Vu les autres pièces du dossier.
Vu :
- le règlement (UE) n° 603/2013 du 26 juin 2013 ;
- le règlement (UE) n° 604/2013 du 26 juin 2013 ;
- le règlement n° 1560/2003 de la Commission du 2 septembre 2003 ;
- le code de l'entrée et du séjour des étrangers et du droit d'asile ;
- la loi n° 91-647 du 10 juillet 1991 ;
- le code de justice administrative.
Le président de la formation de jugement a dispensé le rapporteur public, sur sa proposition, de prononcer des conclusions à l'audience.
Les parties ont été régulièrement averties du jour de l'audience.

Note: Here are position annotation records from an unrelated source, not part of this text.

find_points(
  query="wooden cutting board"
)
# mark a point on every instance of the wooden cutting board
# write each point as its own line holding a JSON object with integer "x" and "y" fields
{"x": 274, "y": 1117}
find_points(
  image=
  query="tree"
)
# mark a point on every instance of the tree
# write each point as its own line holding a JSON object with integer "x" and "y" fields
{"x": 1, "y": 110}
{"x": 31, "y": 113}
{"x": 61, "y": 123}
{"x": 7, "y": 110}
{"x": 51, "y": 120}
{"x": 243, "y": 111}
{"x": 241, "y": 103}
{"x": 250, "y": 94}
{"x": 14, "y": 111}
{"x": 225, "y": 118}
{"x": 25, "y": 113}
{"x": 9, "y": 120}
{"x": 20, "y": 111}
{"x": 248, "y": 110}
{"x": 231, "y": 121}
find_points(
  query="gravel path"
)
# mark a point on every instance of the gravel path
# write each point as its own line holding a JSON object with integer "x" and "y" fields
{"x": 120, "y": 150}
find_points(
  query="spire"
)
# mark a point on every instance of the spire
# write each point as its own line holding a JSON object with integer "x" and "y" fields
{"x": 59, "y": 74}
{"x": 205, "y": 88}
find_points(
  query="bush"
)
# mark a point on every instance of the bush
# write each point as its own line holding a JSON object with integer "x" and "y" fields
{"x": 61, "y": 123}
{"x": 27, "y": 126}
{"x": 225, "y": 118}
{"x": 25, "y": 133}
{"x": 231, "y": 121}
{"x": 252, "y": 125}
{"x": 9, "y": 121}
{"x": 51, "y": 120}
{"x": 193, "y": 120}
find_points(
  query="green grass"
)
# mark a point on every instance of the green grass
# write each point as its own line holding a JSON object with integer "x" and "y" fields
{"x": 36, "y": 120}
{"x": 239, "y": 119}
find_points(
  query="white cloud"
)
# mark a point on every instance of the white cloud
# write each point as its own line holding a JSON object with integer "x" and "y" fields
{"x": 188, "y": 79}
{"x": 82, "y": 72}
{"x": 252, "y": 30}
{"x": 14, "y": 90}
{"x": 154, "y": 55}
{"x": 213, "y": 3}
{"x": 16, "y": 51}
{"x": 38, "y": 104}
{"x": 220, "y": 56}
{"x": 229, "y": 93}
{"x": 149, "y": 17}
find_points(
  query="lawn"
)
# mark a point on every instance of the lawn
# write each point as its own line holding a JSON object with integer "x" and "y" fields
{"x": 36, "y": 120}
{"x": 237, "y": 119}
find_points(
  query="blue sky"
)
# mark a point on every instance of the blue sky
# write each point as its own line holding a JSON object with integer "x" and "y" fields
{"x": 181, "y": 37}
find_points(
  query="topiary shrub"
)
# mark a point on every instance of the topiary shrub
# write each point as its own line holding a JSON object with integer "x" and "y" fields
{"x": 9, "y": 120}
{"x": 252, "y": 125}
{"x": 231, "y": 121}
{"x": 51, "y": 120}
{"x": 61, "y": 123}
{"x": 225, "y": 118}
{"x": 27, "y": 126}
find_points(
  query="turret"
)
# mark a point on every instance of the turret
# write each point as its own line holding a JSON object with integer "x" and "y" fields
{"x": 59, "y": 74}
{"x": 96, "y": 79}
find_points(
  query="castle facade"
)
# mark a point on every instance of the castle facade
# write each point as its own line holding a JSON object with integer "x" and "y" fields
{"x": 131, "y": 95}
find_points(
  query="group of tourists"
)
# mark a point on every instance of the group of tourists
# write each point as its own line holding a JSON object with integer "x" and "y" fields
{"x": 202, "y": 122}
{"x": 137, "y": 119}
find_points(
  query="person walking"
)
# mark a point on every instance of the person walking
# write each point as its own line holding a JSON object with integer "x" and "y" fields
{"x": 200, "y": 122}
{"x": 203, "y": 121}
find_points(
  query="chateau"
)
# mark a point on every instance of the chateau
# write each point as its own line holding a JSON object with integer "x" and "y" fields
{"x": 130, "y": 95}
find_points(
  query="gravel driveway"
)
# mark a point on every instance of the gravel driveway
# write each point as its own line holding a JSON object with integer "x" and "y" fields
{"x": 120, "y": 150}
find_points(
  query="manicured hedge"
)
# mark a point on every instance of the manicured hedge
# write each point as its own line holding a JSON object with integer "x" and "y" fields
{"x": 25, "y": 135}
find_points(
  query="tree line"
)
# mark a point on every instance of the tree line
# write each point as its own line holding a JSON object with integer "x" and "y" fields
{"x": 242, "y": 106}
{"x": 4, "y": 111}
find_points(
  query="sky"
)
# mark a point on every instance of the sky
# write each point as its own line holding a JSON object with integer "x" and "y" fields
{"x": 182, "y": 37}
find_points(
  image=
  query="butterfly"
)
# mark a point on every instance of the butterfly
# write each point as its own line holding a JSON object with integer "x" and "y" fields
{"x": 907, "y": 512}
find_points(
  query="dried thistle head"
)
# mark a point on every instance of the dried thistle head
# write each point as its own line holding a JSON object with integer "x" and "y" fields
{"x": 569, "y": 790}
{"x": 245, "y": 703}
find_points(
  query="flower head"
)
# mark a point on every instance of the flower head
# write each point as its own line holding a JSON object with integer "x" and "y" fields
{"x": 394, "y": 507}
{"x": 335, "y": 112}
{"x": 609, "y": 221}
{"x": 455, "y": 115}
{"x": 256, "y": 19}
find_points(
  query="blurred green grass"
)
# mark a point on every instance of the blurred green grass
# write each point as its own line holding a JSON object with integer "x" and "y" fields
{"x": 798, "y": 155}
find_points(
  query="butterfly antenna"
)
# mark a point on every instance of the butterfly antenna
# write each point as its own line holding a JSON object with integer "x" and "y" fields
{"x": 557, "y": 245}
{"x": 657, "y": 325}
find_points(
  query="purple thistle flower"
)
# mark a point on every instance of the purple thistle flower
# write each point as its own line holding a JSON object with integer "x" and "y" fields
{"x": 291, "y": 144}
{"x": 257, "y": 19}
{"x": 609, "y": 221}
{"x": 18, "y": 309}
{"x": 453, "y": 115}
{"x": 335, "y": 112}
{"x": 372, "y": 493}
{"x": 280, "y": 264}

Le rapport de M. Francfort a été entendu au cours de l'audience publique :
Considérant ce qui suit :
1. M. A...C..., ressortissant somalien né le 1er mai 1995, a déclaré être entré irrégulièrement en France le 28 juin 2017 et a déposé une demande d'asile auprès de la préfecture du Loiret le 2 août 2017. La consultation du fichier Eurodac a révélé que ses empreintes avaient été relevées par les autorités italiennes le 27 mai 2017. Saisies d'une demande de prise en charge le 8 août 2017, les autorités italiennes l'ont acceptée par un accord implicite constaté le 9 octobre 2017. Par deux arrêtés du 7 novembre 2017, le préfet d'Indre-et-Loire, d'une part, a ordonné la remise de M. A...C...aux autorités italiennes et, d'autre part, l'a assigné à résidence pour une durée de quarante-cinq jours. M. A...C...relève appel du jugement du 10 novembre 2017 par lequel le magistrat désigné du tribunal administratif d'Orléans a rejeté sa demande tendant à l'annulation de ces arrêtés.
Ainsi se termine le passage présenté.